Chef technique depuis environ deux ans, ses nouvelles fonctions l'éloignent toutefois en grande partie de l'aspect créatif de son métier. Il passe beaucoup de temps à gérer l'organisation des événements, l'entretien, les inventaires ainsi que l'achat de matériel et d'équipements. Mais il ne s'en plaint pas. «Ce système fait en sorte que les informations circulent mieux, dit-il. Nous sommes plus efficaces.» Depuis qu'il est en poste, un rattrapage a également été effectué au niveau de la formation professionnelle. «Il faut aller voir ailleurs pour s'inspirer, voir d'autres façons de faire, connaître les nouvelles technologies, clame-t-il. Ça nous permet d'ajouter des cordes à notre arc, de voir comment on peut aller plus loin.»

Écolo et humaniste

Bernard Langlois
Bernard Langlois
Photo : Michel Caron

C'est donc pour aller encore plus loin que Bernard Langlois a lui-même assisté à une formation du projet Éco-scène, une organisation qui fait la promotion de méthodes et de technologies respectueuses de l'environnement dans le milieu québécois des arts de la scène. Son objectif : faire de la salle Maurice-O'Bready la salle de spectacle la plus verte en région. «On peut faire beaucoup au niveau de la consommation d'énergie, affirme-t-il. On peut aussi trouver des voies de récupération pour les matériaux. Comme on est dans une université, on peut développer des stratégies avec les gens des autres départements, comme en génie, par exemple. Quand on commence ça, les ramifications se multiplient.»
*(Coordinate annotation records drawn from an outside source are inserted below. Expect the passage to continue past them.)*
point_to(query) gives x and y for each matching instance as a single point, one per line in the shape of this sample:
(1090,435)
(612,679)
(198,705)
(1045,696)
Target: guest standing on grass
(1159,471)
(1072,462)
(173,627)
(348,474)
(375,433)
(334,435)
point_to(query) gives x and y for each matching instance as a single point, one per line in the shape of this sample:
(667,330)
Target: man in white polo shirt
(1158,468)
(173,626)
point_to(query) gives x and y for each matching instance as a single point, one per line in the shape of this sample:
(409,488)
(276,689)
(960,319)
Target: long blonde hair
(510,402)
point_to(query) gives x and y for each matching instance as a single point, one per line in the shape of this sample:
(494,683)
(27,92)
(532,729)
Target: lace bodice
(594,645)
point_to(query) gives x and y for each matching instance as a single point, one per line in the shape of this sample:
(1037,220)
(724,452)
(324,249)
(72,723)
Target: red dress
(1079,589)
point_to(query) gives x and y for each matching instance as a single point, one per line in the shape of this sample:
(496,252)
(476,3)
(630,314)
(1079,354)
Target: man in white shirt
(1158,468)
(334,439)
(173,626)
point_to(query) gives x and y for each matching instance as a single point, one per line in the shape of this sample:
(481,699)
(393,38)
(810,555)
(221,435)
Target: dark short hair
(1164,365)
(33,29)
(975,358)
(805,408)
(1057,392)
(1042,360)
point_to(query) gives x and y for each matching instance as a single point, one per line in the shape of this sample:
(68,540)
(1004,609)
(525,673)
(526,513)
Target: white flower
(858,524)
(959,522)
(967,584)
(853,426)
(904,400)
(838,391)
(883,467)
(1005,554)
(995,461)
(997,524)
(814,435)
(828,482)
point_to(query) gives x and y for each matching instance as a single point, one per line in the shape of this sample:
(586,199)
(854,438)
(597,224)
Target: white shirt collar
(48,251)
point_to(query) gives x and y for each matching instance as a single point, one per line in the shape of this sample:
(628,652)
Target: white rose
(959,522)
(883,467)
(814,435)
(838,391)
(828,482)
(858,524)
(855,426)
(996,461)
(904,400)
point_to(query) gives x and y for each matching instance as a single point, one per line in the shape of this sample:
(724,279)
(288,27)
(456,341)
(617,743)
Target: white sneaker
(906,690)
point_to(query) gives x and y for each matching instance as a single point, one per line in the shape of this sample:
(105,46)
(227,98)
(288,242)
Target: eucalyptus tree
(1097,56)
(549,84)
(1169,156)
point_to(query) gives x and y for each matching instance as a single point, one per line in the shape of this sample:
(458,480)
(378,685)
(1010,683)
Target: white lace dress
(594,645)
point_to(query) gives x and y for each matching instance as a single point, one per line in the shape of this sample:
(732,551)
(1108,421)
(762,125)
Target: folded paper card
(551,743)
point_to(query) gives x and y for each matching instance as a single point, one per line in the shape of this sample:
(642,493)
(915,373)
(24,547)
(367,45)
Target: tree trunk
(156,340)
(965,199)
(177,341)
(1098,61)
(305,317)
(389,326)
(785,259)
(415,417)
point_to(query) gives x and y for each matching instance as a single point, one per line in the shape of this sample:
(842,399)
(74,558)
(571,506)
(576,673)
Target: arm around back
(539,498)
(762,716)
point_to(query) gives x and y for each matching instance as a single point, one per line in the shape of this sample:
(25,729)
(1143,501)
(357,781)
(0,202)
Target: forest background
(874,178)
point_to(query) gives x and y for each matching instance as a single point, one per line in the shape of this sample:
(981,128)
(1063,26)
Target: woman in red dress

Ainsi, le chef technique privilégie la collaboration. «Je crois en la notion de leadership, dit-il. Mais je ne crois pas en l'idée d'être tout seul à la tête d'une organisation ou d'une équipe de travail. Le leadership, c'est aider les autres à exploiter au maximum leurs compétences et leurs capacités. Pour cela, il faut se soucier des besoins et des valeurs de chacun.» Bernard Langlois entretient donc une vision globale de la vie, qui préconise l'harmonie entre les individus, de même qu'entre les humains et la planète. «J'essaie de toujours avoir un double regard, conclut-il philosophiquement. Je me pose continuellement ces questions : Est-ce qu'on pourrait faire les choses autrement? Est-ce que ce serait mieux pour l'environnement, est-ce que ce serait mieux pour les gens? Qu'est-ce qu'on pourrait apporter de plus?»